Herr Schäck, erklären Sie uns den Affenzirkus!
Autor: Stephan Tiroch
Kulmbach, Dienstag, 29. Oktober 2019
Keiner blickt mehr durch im Brexit-Drama. Klaus Schäck, Kulmbacher Professor für Finanzwesen, nimmt Stellung.
Gehen oder bleiben? Mit oder ohne Abkommen? Die Briten und ihr Brexit nerven gewaltig. Am 31. Oktober sollte endgültig Schluss sein. Raus aus der EU. Aber das britische Parlament in London kriegt's wieder nicht hin. Erst keine Neuwahl, jetzt doch am 12. Dezember. Kein Mensch blickt mehr durch im Brexit-Drama.

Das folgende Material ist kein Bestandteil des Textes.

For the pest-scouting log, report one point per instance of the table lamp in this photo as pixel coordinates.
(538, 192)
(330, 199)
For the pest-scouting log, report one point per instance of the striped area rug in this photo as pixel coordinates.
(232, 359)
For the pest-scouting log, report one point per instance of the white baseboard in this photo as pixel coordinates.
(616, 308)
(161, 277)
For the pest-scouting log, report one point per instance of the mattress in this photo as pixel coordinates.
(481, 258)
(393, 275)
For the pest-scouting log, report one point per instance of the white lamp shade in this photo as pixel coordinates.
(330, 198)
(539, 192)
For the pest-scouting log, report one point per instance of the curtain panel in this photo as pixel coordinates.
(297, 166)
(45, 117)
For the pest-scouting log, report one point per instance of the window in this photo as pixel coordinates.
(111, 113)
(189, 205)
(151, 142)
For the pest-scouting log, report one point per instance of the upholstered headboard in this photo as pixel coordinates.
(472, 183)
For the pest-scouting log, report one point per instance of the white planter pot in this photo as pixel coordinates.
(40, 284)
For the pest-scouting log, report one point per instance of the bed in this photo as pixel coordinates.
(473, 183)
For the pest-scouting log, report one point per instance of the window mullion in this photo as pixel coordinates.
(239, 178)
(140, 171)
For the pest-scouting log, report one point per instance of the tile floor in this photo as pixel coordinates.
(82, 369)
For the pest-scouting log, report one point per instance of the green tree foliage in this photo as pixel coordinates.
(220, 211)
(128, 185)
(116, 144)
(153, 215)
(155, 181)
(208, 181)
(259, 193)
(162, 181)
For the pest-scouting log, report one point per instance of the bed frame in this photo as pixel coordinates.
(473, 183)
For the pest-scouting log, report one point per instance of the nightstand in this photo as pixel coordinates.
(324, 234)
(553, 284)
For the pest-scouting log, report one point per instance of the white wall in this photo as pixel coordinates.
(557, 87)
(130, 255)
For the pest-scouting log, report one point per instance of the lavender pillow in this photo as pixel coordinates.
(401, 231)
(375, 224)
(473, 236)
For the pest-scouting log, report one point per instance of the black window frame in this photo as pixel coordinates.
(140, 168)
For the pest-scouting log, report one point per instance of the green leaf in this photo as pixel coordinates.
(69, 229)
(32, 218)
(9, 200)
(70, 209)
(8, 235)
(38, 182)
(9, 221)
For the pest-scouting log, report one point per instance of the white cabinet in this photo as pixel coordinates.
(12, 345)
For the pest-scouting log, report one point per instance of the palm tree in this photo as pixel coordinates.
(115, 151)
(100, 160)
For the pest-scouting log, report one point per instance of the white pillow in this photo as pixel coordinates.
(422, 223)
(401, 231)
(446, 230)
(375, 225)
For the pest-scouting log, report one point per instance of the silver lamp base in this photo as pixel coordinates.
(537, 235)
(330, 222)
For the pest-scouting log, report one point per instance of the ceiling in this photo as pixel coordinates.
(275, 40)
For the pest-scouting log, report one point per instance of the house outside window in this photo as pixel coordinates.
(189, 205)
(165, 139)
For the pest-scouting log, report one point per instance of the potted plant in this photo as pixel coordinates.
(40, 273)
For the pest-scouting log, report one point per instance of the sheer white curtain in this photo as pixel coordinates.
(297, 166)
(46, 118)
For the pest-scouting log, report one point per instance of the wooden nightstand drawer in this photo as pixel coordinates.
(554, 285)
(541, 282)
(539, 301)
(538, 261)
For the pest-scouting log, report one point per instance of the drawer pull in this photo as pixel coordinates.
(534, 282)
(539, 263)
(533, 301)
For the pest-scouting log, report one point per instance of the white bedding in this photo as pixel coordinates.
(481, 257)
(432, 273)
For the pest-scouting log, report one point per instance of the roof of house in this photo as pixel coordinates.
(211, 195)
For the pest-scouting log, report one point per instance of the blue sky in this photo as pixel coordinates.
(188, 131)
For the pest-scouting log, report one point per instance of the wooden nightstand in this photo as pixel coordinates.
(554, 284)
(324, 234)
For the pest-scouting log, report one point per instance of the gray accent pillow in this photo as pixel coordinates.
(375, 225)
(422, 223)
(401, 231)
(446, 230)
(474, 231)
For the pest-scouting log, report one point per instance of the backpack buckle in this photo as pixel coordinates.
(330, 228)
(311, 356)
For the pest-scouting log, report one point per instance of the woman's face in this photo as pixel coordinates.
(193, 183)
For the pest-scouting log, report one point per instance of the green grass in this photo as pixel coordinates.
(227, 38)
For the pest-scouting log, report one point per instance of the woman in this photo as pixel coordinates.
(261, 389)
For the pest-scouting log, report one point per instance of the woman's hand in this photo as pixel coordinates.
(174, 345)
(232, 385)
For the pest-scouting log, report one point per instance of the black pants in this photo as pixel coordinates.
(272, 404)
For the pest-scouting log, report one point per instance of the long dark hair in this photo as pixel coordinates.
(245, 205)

Spinnen die Briten? Besser als der englische Street-Art-Künstler Banksy könnte man es nicht beschreiben: ein Affenzirkus (Bild). Er malte das Unterhaus voller Schimpansen. Bei einer Auktion wurde das große Ölgemälde vor kurzem für 9,8 Millionen Pfund (11 Millionen Euro) versteigert.
Live und vor Ort erlebt Klaus Schäck (43) die Brexit-Debatte. Der Professor für Finanz- und Bankwesen stammt aus Katschenreuth und hat bei der Sparkasse Kulmbach gelernt. Seit 2002 lebt der Wissenschaftler in Großbritannien und lehrt jetzt an der Universität von Bristol in Südwestengland. Zwischen Bundesbankkonferenz und Gesprächen bei der norwegischen Zentralbank stand uns der Experte für Finanzstabilität für ein Interview zur Verfügung: Herr Schäck, erklären Sie uns den Affenzirkus!
BR: Herr Schäck, haben Sie auch die Nase voll von dem Zirkus im britischen Parlament?
Klaus Schäck: Ja, es führt zu ganz extremer Unsicherheit. Dadurch, dass die Debatte nicht endet, überlegt man, wie willkommen man noch in Großbritannien ist. In meinem Umfeld können die meisten Leute das Thema nicht mehr hören. Es ist verantwortungslos, was sich die Politik in Großbritannien leistet. Bei der politischen Debatte wird oft vergessen, dass es letztendlich um Menschen und Existenzen geht und um drei Millionen Europäer, die auf der Insel in Unsicherheit gelassen werden.
Immerhin hat das Unterhaus einen ungeregelten Brexit verhindert. Glauben Sie, dass ein No-Deal-Brexit vom Tisch ist?
Aufgeschoben ist nicht aufgehoben. Ich halte es einerseits für extrem unwahrscheinlich. Andererseits gilt Premierminister Boris Johnson als jemand, dem man nicht vertrauen kann. Und die Opposition ist sich ebenfalls nicht einig.